We adopted ASU 2017-12 on January 1, 2019.  In accordance with the transition provisions of ASU 2017-12, we modified the recognition model for the excluded component from a mark-to-market approach to an amortization approach for our cash flow hedges with forward points existing as of the adoption date.  The cumulative-effect related to this change resulted in an adjustment of $0.2 million that reduced accumulated other comprehensive income with a corresponding adjustment that increased retained earnings.  See Note 16 for disclosures relating to our derivative and hedging activities.

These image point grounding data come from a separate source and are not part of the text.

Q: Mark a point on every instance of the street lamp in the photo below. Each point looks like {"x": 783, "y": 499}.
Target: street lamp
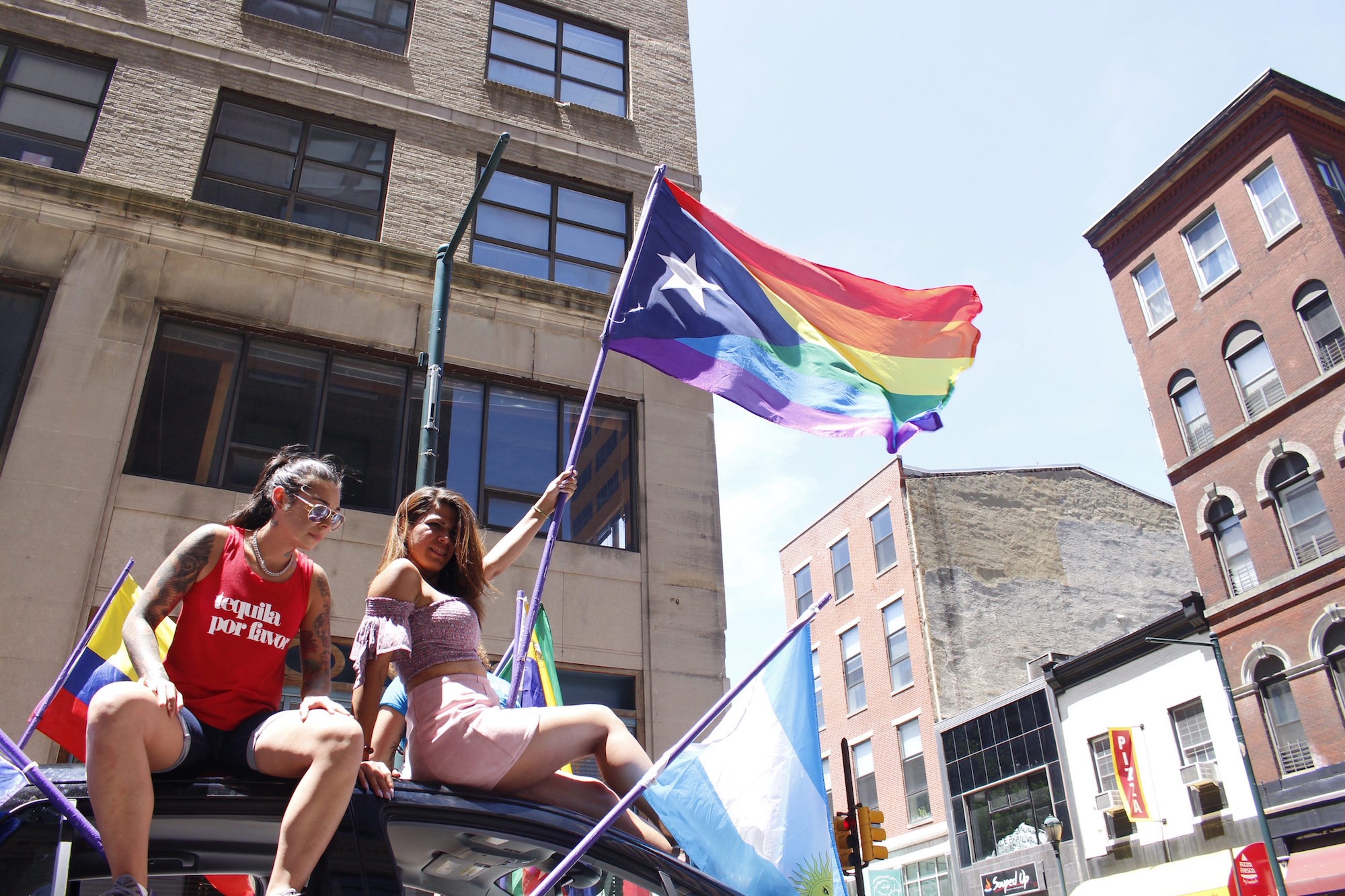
{"x": 1055, "y": 830}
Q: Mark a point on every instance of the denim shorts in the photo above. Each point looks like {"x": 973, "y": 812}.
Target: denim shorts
{"x": 204, "y": 744}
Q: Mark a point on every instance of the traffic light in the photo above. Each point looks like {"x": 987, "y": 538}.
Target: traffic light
{"x": 848, "y": 844}
{"x": 871, "y": 833}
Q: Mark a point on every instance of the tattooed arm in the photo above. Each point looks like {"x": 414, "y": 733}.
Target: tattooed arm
{"x": 190, "y": 560}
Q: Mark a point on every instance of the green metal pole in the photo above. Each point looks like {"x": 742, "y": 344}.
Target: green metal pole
{"x": 428, "y": 456}
{"x": 1242, "y": 748}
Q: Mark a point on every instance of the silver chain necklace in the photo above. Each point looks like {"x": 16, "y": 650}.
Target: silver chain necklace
{"x": 263, "y": 563}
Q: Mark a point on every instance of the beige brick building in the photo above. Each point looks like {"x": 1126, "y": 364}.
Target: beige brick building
{"x": 217, "y": 236}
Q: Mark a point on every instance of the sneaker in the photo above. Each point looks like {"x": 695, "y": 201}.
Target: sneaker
{"x": 127, "y": 885}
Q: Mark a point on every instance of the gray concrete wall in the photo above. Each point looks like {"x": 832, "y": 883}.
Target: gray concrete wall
{"x": 1016, "y": 563}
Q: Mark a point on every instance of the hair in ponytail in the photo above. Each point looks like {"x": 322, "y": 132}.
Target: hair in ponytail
{"x": 291, "y": 469}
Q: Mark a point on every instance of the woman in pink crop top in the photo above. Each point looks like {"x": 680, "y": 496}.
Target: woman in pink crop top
{"x": 424, "y": 614}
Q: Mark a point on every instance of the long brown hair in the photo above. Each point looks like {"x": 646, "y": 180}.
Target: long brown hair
{"x": 291, "y": 469}
{"x": 465, "y": 575}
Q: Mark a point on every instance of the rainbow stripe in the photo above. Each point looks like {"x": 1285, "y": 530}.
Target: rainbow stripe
{"x": 802, "y": 345}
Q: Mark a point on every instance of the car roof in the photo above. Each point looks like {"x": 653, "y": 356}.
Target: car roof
{"x": 229, "y": 823}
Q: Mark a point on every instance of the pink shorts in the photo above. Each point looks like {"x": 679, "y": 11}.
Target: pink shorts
{"x": 458, "y": 733}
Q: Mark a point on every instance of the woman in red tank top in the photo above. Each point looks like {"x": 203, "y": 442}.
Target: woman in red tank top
{"x": 245, "y": 589}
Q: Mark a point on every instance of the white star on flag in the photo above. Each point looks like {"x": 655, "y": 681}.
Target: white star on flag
{"x": 683, "y": 275}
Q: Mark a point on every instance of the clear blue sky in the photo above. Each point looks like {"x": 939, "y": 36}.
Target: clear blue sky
{"x": 931, "y": 145}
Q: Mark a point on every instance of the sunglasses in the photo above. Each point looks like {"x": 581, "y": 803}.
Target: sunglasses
{"x": 322, "y": 513}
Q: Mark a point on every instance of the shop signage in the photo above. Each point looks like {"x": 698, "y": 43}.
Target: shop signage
{"x": 1128, "y": 774}
{"x": 1023, "y": 879}
{"x": 1252, "y": 872}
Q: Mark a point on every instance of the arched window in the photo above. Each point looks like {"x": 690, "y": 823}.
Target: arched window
{"x": 1321, "y": 323}
{"x": 1254, "y": 370}
{"x": 1286, "y": 728}
{"x": 1233, "y": 546}
{"x": 1191, "y": 412}
{"x": 1334, "y": 649}
{"x": 1301, "y": 509}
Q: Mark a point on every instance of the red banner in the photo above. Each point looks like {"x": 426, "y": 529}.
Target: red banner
{"x": 1128, "y": 774}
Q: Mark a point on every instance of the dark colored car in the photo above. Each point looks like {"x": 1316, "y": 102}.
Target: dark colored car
{"x": 213, "y": 834}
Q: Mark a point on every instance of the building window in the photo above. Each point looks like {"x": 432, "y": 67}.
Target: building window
{"x": 1105, "y": 770}
{"x": 853, "y": 666}
{"x": 1272, "y": 201}
{"x": 866, "y": 782}
{"x": 804, "y": 588}
{"x": 884, "y": 544}
{"x": 1231, "y": 544}
{"x": 1190, "y": 407}
{"x": 1253, "y": 369}
{"x": 929, "y": 877}
{"x": 899, "y": 647}
{"x": 1153, "y": 294}
{"x": 1332, "y": 181}
{"x": 217, "y": 403}
{"x": 841, "y": 577}
{"x": 375, "y": 24}
{"x": 297, "y": 166}
{"x": 1210, "y": 252}
{"x": 552, "y": 231}
{"x": 1281, "y": 710}
{"x": 827, "y": 783}
{"x": 1009, "y": 817}
{"x": 1321, "y": 323}
{"x": 49, "y": 103}
{"x": 559, "y": 56}
{"x": 1301, "y": 509}
{"x": 913, "y": 771}
{"x": 817, "y": 688}
{"x": 22, "y": 313}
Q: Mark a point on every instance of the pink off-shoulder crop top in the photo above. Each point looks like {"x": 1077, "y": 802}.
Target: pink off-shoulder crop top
{"x": 418, "y": 638}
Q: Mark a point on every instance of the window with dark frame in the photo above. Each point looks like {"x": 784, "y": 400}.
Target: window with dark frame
{"x": 50, "y": 100}
{"x": 383, "y": 25}
{"x": 560, "y": 56}
{"x": 552, "y": 229}
{"x": 297, "y": 166}
{"x": 22, "y": 315}
{"x": 884, "y": 544}
{"x": 219, "y": 401}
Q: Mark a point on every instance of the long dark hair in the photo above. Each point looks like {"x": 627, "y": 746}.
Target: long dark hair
{"x": 293, "y": 467}
{"x": 465, "y": 575}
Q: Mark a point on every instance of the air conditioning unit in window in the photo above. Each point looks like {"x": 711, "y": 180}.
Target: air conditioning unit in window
{"x": 1110, "y": 802}
{"x": 1200, "y": 775}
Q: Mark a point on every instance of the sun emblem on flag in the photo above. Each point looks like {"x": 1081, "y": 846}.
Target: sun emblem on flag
{"x": 813, "y": 877}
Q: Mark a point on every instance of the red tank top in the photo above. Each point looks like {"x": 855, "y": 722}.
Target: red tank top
{"x": 228, "y": 658}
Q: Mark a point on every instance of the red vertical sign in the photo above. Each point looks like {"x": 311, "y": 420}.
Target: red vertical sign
{"x": 1128, "y": 774}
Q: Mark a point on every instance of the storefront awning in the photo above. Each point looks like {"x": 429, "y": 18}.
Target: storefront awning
{"x": 1198, "y": 876}
{"x": 1316, "y": 870}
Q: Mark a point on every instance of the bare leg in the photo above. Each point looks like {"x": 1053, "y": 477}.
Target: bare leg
{"x": 130, "y": 735}
{"x": 323, "y": 751}
{"x": 592, "y": 798}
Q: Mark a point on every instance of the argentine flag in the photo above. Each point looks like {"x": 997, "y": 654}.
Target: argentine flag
{"x": 748, "y": 803}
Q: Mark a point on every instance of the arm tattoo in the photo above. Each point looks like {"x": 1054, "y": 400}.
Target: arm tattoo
{"x": 315, "y": 643}
{"x": 166, "y": 589}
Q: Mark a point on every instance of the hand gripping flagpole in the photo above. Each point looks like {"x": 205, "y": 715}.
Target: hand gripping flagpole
{"x": 525, "y": 635}
{"x": 41, "y": 709}
{"x": 552, "y": 880}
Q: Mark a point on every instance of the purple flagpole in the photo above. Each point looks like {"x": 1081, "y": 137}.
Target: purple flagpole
{"x": 657, "y": 768}
{"x": 40, "y": 780}
{"x": 525, "y": 635}
{"x": 41, "y": 709}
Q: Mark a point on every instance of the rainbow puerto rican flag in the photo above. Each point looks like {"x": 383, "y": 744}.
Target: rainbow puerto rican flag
{"x": 802, "y": 345}
{"x": 102, "y": 662}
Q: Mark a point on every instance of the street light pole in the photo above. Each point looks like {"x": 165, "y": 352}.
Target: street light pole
{"x": 1242, "y": 748}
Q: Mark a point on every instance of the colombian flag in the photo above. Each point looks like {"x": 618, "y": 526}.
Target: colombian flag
{"x": 102, "y": 662}
{"x": 810, "y": 348}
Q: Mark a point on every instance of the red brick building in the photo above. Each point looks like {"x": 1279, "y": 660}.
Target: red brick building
{"x": 1229, "y": 267}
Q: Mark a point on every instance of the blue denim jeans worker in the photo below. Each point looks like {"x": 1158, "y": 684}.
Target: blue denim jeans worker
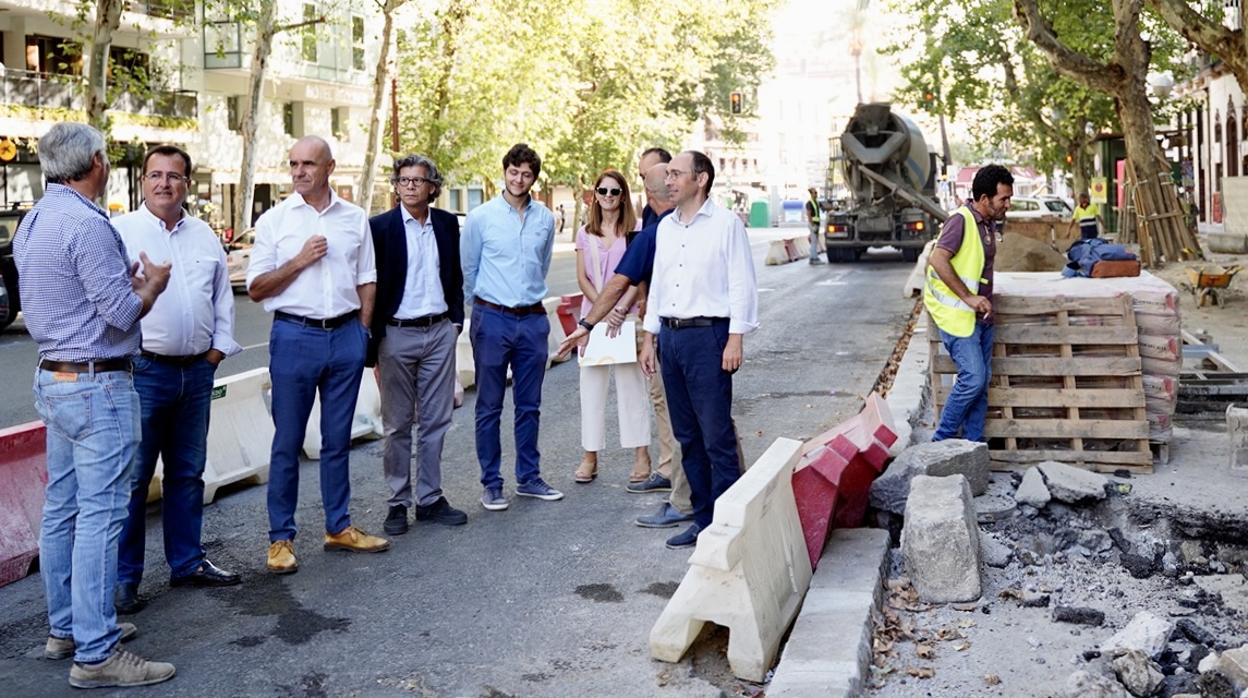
{"x": 700, "y": 403}
{"x": 967, "y": 405}
{"x": 501, "y": 340}
{"x": 302, "y": 361}
{"x": 175, "y": 403}
{"x": 92, "y": 442}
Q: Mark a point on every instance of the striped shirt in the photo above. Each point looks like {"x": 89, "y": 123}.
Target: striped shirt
{"x": 75, "y": 281}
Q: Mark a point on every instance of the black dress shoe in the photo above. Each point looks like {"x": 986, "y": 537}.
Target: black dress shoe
{"x": 441, "y": 512}
{"x": 396, "y": 521}
{"x": 126, "y": 599}
{"x": 206, "y": 575}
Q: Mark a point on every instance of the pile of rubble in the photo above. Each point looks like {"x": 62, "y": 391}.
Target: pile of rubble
{"x": 1060, "y": 541}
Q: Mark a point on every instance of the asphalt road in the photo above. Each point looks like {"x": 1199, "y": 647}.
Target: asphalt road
{"x": 546, "y": 599}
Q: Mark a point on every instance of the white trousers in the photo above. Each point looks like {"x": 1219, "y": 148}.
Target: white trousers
{"x": 633, "y": 397}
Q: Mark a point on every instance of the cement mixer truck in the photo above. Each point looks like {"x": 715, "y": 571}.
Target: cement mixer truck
{"x": 882, "y": 165}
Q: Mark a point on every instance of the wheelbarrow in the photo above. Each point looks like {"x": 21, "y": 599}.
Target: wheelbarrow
{"x": 1207, "y": 281}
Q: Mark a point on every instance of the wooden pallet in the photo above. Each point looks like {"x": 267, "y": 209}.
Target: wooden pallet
{"x": 1066, "y": 383}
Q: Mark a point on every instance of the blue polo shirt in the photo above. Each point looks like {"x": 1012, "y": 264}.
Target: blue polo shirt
{"x": 638, "y": 261}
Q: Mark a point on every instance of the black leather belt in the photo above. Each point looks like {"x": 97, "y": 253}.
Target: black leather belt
{"x": 523, "y": 310}
{"x": 427, "y": 321}
{"x": 175, "y": 360}
{"x": 684, "y": 322}
{"x": 99, "y": 366}
{"x": 326, "y": 324}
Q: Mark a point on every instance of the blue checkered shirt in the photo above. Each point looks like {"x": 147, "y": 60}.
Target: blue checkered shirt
{"x": 75, "y": 281}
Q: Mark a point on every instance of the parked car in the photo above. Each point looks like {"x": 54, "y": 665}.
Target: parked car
{"x": 1036, "y": 207}
{"x": 237, "y": 257}
{"x": 10, "y": 302}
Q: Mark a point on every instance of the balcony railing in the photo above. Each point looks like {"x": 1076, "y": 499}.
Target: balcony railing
{"x": 176, "y": 10}
{"x": 65, "y": 91}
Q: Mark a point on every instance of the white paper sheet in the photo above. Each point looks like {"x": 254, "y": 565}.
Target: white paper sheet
{"x": 607, "y": 351}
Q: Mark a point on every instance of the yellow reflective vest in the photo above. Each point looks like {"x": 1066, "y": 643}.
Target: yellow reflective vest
{"x": 950, "y": 312}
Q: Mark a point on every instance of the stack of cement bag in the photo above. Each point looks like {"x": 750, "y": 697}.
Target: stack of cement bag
{"x": 1157, "y": 317}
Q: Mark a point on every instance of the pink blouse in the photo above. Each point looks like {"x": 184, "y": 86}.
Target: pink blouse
{"x": 608, "y": 259}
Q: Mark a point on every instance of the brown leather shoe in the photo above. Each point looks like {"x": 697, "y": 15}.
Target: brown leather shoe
{"x": 356, "y": 541}
{"x": 281, "y": 557}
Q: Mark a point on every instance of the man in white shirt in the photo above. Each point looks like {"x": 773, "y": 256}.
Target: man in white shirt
{"x": 185, "y": 336}
{"x": 313, "y": 269}
{"x": 703, "y": 300}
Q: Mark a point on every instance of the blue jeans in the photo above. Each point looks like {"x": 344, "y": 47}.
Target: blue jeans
{"x": 501, "y": 340}
{"x": 92, "y": 440}
{"x": 175, "y": 425}
{"x": 302, "y": 361}
{"x": 700, "y": 403}
{"x": 967, "y": 402}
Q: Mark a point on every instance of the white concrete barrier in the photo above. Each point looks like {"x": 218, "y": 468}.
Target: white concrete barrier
{"x": 367, "y": 420}
{"x": 749, "y": 571}
{"x": 240, "y": 432}
{"x": 557, "y": 334}
{"x": 464, "y": 367}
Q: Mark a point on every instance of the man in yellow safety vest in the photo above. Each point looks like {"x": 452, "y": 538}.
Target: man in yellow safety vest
{"x": 959, "y": 297}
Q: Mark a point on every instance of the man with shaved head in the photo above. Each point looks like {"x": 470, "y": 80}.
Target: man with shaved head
{"x": 313, "y": 269}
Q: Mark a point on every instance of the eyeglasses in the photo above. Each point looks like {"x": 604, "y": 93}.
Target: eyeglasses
{"x": 412, "y": 181}
{"x": 171, "y": 177}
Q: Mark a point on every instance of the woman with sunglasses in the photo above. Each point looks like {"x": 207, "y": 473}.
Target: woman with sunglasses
{"x": 600, "y": 245}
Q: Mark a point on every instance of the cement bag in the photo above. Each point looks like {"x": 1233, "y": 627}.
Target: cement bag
{"x": 1163, "y": 325}
{"x": 1161, "y": 387}
{"x": 1161, "y": 366}
{"x": 1158, "y": 346}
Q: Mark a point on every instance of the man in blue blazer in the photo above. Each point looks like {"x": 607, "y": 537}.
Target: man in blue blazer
{"x": 418, "y": 316}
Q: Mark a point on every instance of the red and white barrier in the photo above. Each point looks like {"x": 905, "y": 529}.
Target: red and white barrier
{"x": 23, "y": 478}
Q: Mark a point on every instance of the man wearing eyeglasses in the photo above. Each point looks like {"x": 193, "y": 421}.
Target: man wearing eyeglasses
{"x": 185, "y": 336}
{"x": 703, "y": 299}
{"x": 418, "y": 317}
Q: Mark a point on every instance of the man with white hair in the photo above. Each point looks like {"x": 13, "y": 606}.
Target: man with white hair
{"x": 313, "y": 269}
{"x": 82, "y": 307}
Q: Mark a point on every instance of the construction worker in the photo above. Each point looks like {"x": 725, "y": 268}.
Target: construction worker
{"x": 1087, "y": 216}
{"x": 813, "y": 219}
{"x": 959, "y": 297}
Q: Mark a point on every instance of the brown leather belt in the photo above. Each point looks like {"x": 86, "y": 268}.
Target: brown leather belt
{"x": 175, "y": 360}
{"x": 523, "y": 310}
{"x": 427, "y": 321}
{"x": 99, "y": 366}
{"x": 326, "y": 324}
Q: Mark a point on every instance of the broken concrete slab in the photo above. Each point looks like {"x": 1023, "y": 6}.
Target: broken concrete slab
{"x": 1032, "y": 490}
{"x": 1233, "y": 664}
{"x": 1085, "y": 684}
{"x": 1137, "y": 672}
{"x": 940, "y": 542}
{"x": 829, "y": 649}
{"x": 1072, "y": 485}
{"x": 1232, "y": 587}
{"x": 994, "y": 552}
{"x": 935, "y": 458}
{"x": 1147, "y": 632}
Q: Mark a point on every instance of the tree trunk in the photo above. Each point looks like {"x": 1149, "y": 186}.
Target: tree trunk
{"x": 245, "y": 196}
{"x": 107, "y": 19}
{"x": 367, "y": 179}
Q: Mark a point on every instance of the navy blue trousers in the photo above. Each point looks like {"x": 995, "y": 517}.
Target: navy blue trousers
{"x": 302, "y": 361}
{"x": 501, "y": 340}
{"x": 700, "y": 405}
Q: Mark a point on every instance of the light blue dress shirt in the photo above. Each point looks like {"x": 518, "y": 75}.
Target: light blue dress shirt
{"x": 506, "y": 257}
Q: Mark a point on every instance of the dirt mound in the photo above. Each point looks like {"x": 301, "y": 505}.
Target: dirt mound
{"x": 1016, "y": 252}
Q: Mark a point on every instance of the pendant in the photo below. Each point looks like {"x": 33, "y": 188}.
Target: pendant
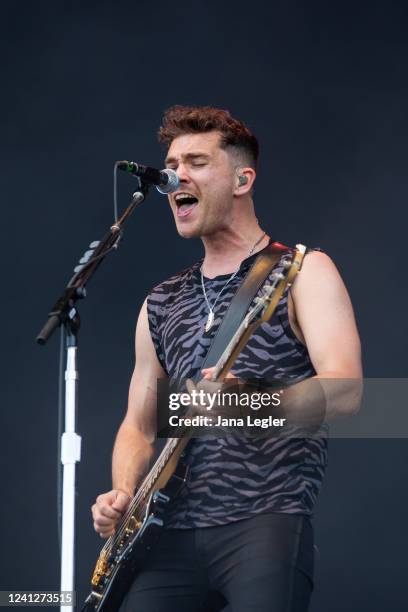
{"x": 210, "y": 321}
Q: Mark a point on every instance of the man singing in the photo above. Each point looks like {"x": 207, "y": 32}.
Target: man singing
{"x": 239, "y": 533}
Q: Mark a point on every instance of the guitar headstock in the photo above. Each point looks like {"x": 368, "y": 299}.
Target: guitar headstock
{"x": 272, "y": 292}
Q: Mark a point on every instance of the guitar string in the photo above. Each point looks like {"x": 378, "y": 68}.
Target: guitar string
{"x": 164, "y": 456}
{"x": 142, "y": 493}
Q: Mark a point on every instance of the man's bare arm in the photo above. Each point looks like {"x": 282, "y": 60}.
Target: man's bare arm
{"x": 133, "y": 445}
{"x": 326, "y": 320}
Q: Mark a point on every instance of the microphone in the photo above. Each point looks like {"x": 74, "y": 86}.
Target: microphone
{"x": 166, "y": 181}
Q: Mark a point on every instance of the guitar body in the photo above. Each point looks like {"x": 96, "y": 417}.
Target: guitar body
{"x": 127, "y": 559}
{"x": 123, "y": 555}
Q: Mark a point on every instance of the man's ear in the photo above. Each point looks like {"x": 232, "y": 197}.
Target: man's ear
{"x": 245, "y": 178}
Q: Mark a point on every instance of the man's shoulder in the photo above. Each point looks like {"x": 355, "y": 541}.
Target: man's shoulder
{"x": 173, "y": 283}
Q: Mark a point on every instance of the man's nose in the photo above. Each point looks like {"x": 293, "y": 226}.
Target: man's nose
{"x": 182, "y": 173}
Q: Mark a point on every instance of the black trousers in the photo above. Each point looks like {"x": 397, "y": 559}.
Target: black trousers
{"x": 261, "y": 564}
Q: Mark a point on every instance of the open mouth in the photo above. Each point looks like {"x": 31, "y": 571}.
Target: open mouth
{"x": 185, "y": 203}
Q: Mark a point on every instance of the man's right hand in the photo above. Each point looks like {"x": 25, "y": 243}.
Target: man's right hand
{"x": 108, "y": 510}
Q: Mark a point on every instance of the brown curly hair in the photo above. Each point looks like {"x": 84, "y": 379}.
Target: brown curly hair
{"x": 178, "y": 120}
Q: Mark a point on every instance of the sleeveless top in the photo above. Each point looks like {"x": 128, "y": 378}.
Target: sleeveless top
{"x": 238, "y": 476}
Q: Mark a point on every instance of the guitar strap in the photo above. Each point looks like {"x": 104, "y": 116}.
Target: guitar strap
{"x": 238, "y": 308}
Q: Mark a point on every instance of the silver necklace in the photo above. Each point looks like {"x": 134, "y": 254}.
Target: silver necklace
{"x": 210, "y": 319}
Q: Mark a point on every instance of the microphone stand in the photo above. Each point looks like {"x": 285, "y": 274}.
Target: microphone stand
{"x": 65, "y": 312}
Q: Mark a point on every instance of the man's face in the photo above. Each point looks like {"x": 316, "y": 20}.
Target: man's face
{"x": 203, "y": 203}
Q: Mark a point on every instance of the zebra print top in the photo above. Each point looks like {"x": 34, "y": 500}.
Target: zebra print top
{"x": 235, "y": 477}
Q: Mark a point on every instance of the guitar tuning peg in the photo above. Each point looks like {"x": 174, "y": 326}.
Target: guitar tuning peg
{"x": 86, "y": 256}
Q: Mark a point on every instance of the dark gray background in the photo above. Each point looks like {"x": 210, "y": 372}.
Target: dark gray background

Intangibles - Goodwill and Other

In January 2017, the FASB issued ASU No. 2017-04, Intangibles-Goodwill and Other (Topic 350):  Simplifying the Test for Goodwill Impairment.  The new guidance eliminates Step 2 of the goodwill impairment test.  Instead, the updated guidance requires an entity to perform its annual or interim goodwill impairment test by comparing the fair value of the reporting unit to its carrying value, and recognizing a non-cash impairment charge for the amount by which the carrying value exceeds the reporting unit’s fair value with the loss not exceeding the total amount of goodwill allocated to that reporting unit.  We adopted this new guidance effective January 1, 2020.  The adoption did not have any impact on our consolidated financial statements.

Internal-use Software

In August 2018, the FASB issued ASU No. 2018-15, Intangibles-Goodwill and Other-Internal-Use Software (Subtopic 350-40):  Customer’s Accounting for Implementation Costs Incurred in a Cloud Computing Arrangement That Is a Service Contract.  This new accounting guidance requires deferral of certain implementation costs associated with a cloud computing arrangement, or hosting arrangement, thereby aligning deferral of such costs with implementation costs associated with developing internal-use software.  Accounting for the service component of a hosting arrangement remains unchanged.  An entity will defer these implementation costs over the term of the hosting arrangement, including optional renewal periods that are reasonably certain of exercise.  Amounts expensed would be presented through operating expense, rather than depreciation or amortization.  The new guidance was effective January 1, 2020.  An entity may adopt the guidance either prospectively for all cloud computing arrangement implementation costs incurred on or after the effective date or retrospectively, including comparative periods.  We adopted this new guidance effective January 1, 2020 on a prospective basis.  The adoption did not have a material impact on our consolidated financial statements.